Giving Compass’ Take:
• A report from the Carnegie Corporation of New York recommends how to rebuild the fragmented education system. Progress in education is difficult when executing solutions and offering feedback to one another is challenging for school ecosystems.
• The report suggests that strategies should center around both human design and systems change approaches to education. What is an ideal strategy that incorporates both of those concerns into improvement plans?
Baltimore City Public Schools had a problem: Its first year teachers had too many mentors.
While mentoring can be a good thing for new teachers, the city’s novice educators were, at one point, receiving up to 10 visitors — principals, district leaders, academic specialists — all giving different, and sometimes contradictory, feedback about how to improve their teaching.
But the problem in this case may be less telling than how the district found out about it, according to a new report from the philanthropic foundation Carnegie Corporation of New York. To help discover the mentoring redundancies, the district used “Improvement Science,” a method the health care industry often uses for solving problems.
The report argues that these types of system-wide analyses of program implementation are necessary if new school reform efforts are to survive. The idea behind the work is that education is not lacking in solutions but is doing a poor job of executing them.
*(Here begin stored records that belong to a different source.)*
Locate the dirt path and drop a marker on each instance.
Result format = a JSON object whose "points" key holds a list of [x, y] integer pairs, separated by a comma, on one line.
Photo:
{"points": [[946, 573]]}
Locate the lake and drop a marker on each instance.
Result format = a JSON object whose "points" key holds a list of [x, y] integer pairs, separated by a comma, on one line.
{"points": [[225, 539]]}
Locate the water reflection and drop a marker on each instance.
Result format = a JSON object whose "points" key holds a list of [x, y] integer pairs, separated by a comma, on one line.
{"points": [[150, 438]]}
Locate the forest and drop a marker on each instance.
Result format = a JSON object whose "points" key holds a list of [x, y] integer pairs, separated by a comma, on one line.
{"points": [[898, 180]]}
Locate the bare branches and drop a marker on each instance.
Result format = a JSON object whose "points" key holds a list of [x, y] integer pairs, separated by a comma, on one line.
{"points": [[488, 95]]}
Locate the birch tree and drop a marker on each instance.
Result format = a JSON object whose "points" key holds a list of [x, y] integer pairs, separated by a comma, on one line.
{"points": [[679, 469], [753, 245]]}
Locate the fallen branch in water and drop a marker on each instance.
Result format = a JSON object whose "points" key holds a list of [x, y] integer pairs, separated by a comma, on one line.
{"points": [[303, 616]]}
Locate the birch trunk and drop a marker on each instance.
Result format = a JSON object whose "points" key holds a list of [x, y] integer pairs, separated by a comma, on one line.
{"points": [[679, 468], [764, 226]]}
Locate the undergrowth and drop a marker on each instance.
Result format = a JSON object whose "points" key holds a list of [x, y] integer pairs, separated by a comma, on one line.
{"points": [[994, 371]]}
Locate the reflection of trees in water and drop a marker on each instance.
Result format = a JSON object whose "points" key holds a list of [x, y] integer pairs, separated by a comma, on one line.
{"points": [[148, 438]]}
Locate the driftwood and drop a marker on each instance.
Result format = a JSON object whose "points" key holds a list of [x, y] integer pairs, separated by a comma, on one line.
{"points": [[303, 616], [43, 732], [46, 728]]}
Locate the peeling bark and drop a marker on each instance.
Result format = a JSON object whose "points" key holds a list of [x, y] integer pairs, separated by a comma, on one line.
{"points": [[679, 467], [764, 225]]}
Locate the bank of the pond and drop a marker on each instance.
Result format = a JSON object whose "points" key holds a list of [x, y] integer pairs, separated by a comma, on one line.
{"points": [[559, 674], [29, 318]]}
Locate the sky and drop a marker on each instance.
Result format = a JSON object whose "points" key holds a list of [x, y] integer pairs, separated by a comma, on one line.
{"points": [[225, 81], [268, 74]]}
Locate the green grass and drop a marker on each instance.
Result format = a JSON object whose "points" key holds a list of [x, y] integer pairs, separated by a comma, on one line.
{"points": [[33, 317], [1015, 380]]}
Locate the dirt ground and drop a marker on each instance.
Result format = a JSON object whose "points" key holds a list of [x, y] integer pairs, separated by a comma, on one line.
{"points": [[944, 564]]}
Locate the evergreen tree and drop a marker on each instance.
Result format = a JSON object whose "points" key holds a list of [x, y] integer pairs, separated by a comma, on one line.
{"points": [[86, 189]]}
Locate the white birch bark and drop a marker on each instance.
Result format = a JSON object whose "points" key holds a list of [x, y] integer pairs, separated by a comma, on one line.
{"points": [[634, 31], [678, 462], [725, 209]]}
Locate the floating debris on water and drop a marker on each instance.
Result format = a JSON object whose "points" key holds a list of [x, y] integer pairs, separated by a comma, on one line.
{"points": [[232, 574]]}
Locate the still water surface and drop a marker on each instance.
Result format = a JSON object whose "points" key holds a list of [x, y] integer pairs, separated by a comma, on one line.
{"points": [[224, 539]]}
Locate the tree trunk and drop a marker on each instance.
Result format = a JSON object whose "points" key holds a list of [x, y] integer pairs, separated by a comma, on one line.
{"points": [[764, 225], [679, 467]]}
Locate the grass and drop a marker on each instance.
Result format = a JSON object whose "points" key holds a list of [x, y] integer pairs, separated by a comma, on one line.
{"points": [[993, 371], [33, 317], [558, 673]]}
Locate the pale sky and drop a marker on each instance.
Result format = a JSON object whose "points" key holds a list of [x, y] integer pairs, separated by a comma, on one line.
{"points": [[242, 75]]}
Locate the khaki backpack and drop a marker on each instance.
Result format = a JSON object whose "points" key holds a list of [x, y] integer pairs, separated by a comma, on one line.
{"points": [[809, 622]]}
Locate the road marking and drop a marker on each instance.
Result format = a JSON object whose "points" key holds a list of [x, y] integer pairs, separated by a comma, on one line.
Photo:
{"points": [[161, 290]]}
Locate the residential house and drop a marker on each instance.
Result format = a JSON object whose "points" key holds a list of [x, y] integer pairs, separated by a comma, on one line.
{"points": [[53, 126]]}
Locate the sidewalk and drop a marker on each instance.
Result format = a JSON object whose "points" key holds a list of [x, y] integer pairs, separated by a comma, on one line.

The reason for these disappointing results is “fragmentation,” said LaVerne Srinivasan, a co-author of the report. The education system is set up to support local control, but that often means the layered levels of governance — from classroom teachers to school principals to district leaders and state administrators — don’t communicate effectively about their work.
The report points to several improvement strategies.
- Build a shared understanding of purpose
- Understand the circumstances of the actors involved
- Integrate repeated adjustments based on experience
Carnegie launched the Integration Design Consortium last year, a two-year grant that is funding five groups to help make the fragmented education system more cohesive. Srinivasan said she hopes the report can help spur collaboration on this type of work.